Procédure devant la Cour :
Par une requête enregistrée le 27 mars 2017, M. B..., représenté par
MeC..., demande à la Cour :
1°) d'annuler le jugement n° 1606158/1-2 du 4 octobre 2016 du Tribunal administratif de Paris ;
2°) d'annuler l'arrêté du 2 décembre 2015 du préfet de police ;
3°) d'enjoindre au préfet de police de lui délivrer un certificat de résidence dans un délai de deux semaines sous astreinte de 100 euros par jour de retard ;
4°) de mettre à la charge de l'Etat le versement à son conseil de la somme de
5 000 euros sur le fondement de l'article L. 761-1 du code de justice administrative et de l'article 37 de la loi du 10 juillet 1991.
Il soutient que :
- la substitution de motifs opérée d'office par les premiers juges est irrégulière faute pour lui d'avoir été invité au préalable à présenter ses observations ;
- les premiers juges ont manqué d'impartialité ;
- le tribunal administratif a insuffisamment motivé son jugement en ne précisant pas les motifs pour lesquels il écartait les pièces qu'il avait produites ;
- c'est à tort que le tribunal administratif a estimé que la condition de résidence prévue au 7° de l'article 6 de l'accord franco-algérien du 27 septembre 1968 modifié n'était pas remplie, en retenant des critères qui ne sont posés ni par les textes, ni par la jurisprudence ; en tout état de cause, contrairement à ce qui est indiqué dans le jugement attaqué, il démontre avoir séjourné sans discontinuité en France entre l'obtention d'un titre de séjour en 2014 et l'arrêté attaqué ;
- en refusant de renouveler son titre de séjour, le préfet de police a méconnu les stipulations du 7° de l'article 6 de l'accord franco-algérien du 27 septembre 1968 modifié et commis une erreur d'appréciation dès lors qu'il ne pourrait bénéficier effectivement d'un traitement approprié, la greffe rénale étant, en pratique, impossible à réaliser en Algérie ; à titre subsidiaire, le traitement par hémodialyse n'est pas accessible pour une partie importante des malades en Algérie en raison de la grave insuffisance des centres permettant de la pratiquer et du coût de ces soins ; au demeurant, l'avis du médecin chef est incohérent ;
Par un mémoire en défense enregistré le 20 octobre 2017, le préfet de police conclut au rejet de la requête.
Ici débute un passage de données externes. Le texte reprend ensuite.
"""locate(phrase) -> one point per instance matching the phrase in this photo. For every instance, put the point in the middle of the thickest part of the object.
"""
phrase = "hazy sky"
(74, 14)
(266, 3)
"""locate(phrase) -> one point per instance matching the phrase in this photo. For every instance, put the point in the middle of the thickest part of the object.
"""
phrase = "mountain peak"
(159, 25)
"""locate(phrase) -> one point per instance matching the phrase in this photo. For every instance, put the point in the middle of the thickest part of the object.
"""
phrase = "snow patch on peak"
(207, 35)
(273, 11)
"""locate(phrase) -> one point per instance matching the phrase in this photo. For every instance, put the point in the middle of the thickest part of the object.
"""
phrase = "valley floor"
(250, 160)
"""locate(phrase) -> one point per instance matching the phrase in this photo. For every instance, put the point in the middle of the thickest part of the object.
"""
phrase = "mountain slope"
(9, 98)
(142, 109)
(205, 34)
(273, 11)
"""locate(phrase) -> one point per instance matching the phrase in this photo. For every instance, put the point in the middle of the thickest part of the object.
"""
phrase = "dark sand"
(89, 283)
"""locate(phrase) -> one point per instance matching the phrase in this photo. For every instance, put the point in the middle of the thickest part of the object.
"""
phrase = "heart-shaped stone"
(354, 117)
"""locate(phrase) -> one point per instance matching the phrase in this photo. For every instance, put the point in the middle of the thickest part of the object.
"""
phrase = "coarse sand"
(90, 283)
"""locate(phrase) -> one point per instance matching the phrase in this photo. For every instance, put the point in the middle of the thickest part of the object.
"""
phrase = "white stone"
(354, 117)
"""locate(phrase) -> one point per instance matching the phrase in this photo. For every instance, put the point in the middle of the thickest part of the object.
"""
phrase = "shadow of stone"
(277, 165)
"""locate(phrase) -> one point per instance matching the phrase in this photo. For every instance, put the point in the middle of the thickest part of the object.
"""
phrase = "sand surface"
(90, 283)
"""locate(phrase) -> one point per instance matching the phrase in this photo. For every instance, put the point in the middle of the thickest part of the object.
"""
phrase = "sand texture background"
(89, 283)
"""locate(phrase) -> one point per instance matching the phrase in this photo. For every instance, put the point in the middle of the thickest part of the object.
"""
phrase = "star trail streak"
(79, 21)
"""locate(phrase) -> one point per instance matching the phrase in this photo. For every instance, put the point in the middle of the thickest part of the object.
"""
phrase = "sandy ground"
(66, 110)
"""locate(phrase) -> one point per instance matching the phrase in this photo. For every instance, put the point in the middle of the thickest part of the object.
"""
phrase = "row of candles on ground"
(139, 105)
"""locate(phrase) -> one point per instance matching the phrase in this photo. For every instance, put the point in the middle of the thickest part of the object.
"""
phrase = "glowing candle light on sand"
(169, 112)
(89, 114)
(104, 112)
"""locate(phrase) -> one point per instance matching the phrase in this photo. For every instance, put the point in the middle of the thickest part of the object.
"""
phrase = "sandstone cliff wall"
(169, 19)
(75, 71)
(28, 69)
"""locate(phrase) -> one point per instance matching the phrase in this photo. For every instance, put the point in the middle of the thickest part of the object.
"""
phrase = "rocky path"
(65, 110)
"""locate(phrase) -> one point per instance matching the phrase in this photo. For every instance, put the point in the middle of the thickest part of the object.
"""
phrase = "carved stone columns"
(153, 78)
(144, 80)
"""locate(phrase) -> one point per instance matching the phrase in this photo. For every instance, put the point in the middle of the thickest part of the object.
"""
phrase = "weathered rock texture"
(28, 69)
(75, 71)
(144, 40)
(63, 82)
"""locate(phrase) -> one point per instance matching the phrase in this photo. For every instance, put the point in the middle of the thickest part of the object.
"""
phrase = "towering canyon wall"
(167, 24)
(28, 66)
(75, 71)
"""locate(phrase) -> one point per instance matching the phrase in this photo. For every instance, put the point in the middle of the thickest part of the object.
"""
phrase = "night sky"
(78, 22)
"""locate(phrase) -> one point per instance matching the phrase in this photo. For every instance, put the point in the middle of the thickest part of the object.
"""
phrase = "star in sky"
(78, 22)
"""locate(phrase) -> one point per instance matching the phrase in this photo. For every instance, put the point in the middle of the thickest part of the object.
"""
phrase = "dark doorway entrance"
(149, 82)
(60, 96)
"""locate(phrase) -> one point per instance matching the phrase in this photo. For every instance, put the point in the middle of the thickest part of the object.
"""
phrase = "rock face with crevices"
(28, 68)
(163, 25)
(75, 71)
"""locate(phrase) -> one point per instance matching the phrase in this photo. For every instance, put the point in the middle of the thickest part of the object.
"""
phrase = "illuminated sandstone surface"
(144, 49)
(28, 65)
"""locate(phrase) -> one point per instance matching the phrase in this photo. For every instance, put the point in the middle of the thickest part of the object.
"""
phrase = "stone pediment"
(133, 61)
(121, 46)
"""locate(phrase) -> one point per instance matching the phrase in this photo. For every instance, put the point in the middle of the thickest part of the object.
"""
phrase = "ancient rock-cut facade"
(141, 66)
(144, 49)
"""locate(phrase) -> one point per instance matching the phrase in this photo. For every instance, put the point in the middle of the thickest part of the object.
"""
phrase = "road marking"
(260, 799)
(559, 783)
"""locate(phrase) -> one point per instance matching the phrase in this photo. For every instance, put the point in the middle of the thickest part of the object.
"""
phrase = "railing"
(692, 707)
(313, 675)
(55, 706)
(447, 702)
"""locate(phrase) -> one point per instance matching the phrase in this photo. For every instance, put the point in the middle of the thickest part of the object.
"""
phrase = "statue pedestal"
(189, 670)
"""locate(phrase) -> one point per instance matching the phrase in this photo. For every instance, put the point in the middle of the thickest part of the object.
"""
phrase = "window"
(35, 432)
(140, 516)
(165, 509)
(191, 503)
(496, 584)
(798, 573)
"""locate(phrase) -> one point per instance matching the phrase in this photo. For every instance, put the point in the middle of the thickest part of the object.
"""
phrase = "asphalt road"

Il soutient les moyens soulevés par M. B... ne sont pas fondés.
Par une ordonnance du 7 février 2018, la clôture d'instruction a été fixée au
21 février 2018.
M. B... a été admis au bénéfice de l'aide juridictionnelle totale par une décision du 23 février 2017.
Vu les autres pièces du dossier.
Vu :
- l'accord franco-algérien du 27 septembre 1968 modifié,
- le code de l'entrée et du séjour des étrangers et du droit d'asile,
- le code de justice administrative.
Les parties ont été régulièrement averties du jour de l'audience.
Ont été entendus au cours de l'audience publique :
- le rapport de Mme Jimenez,
- les conclusions de M. Cheylan, rapporteur public,
- et les observations de MeC..., représentant M.B....
1. Considérant que M.B..., ressortissant algérien né le 30 juin 1975, a sollicité le renouvellement du certificat de résidence qui lui avait été délivré sur le fondement des stipulations du 7° de l'article 6 de l'accord franco-algérien du 27 septembre 1968 modifié ; que par un arrêté du 2 décembre 2015, le préfet de police lui a refusé le titre de séjour sollicité, l'a obligé à quitter le territoire et a fixé le pays de renvoi ; que par un jugement n° 1606158/1-2 du
4 octobre 2016, le Tribunal administratif de Paris a rejeté sa demande d'annulation de l'arrêté du 2 décembre 2015 ; que M. B...relève appel de ce jugement ;
Sur la régularité du jugement attaqué :
2. Considérant qu'aux termes de l'article 6 de l'accord franco-algérien du 27 décembre 1968 relatif à la circulation, à l'emploi et au séjour en France des ressortissants algériens et de leurs familles : " (...) Le certificat de résidence d'un an portant la mention " vie privée et familiale " est délivré de plein droit : (...) 7° au ressortissant algérien, résidant habituellement en France, dont l'état de santé nécessite une prise en charge médicale dont le défaut pourrait entraîner pour lui des conséquences d'une exceptionnelle gravité, sous réserve qu'il ne puisse pas effectivement bénéficier d'un traitement approprié dans son pays. (...) ".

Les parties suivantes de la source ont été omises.